Even so, there's little evidence of a serious shortage of whiskey, though distilleries seem to be less inclined to boast about how old their precious liquid is. Plenty of good bourbon fills liquor-store shelves. A recent piece in Whisky Advocate claims the eight major distilleries currently have no supply problems. Says Patrick "Pops" Garrett, founder of Bourbon & Banter, "There's plenty of bourbon to drink now and will be for the foreseeable future."

But as the number of smaller distilleries grows exponentially, barrels might be a different story. Craft distillers, says Garrett, face the biggest challenge: "Most of the majors have existing contracts that get them first right to the barrels that are being made."

For new St. Louis-area distilleries, that's particularly galling, as much of the white oak used to age whiskey is grown right here in Missouri.

White oak is quite hard, but still pliable, making it the perfect wood for barrel staves. It also happens that American white oak has especially high concentrations of a compound called tylose, which makes the finished barrels watertight. According to the United States Forest Service, Missouri has ideal growing conditions for American white oak, and so trees grown here are prized by both barrel and bourbon makers.
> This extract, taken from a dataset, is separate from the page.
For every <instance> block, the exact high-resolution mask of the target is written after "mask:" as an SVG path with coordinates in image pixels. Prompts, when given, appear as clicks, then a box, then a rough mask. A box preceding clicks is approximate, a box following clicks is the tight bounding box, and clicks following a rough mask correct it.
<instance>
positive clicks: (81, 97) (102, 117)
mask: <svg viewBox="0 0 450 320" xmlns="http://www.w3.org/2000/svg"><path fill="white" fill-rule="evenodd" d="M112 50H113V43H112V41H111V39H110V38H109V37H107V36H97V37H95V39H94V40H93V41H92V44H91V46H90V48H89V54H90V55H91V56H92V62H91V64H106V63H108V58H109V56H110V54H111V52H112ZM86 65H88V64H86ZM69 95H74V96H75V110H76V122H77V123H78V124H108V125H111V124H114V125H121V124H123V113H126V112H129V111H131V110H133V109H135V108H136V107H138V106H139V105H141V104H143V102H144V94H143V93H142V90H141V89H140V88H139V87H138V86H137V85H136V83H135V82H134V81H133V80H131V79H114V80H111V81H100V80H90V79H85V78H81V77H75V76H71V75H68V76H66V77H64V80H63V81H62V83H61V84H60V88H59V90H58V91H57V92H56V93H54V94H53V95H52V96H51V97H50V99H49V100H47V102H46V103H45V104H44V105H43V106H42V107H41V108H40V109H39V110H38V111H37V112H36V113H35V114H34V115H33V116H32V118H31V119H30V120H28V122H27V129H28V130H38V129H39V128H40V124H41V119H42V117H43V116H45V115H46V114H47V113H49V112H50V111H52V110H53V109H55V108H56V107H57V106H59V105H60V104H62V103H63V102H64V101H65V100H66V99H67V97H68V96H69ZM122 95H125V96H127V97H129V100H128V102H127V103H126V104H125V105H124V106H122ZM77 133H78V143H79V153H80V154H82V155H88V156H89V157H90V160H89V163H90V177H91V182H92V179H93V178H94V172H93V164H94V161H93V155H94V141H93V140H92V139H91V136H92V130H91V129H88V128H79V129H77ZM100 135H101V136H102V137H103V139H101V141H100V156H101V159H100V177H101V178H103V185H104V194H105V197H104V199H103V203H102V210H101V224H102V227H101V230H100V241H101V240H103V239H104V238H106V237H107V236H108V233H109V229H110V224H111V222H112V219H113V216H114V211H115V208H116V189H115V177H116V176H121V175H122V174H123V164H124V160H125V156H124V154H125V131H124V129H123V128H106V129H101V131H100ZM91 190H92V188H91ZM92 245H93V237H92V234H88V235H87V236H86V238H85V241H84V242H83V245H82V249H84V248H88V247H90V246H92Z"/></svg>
David Weglarz, owner and distiller at Still 630, is proud of his award-winning Missouri whiskeys. "One of the great things about my distillery being in Missouri is that the best oak grows right in our back yard in the Ozarks. We use Missouri oak barrels, and our handmade pot still was also made in Missouri," Weglarz says.

But his barrels are getting more expensive and taking longer to arrive. "The last shipment I got from Independent Stave Company took three months," Weglarz says. Meanwhile, the price has gone up — Weglarz reports that Independent Stave's basic barrel costs at least 25 percent more than it used to.

"Even if you're able to get barrels, the prices are skyrocketing," Weglarz says. One cooperage that used to charge $160 per barrel now charges $275.

Steve Neukomm of Square One complains about these price increases as well. Previously, "$125 a barrel was typical. Barrels in my latest order were over $165, with no notice at all," Neukomm says.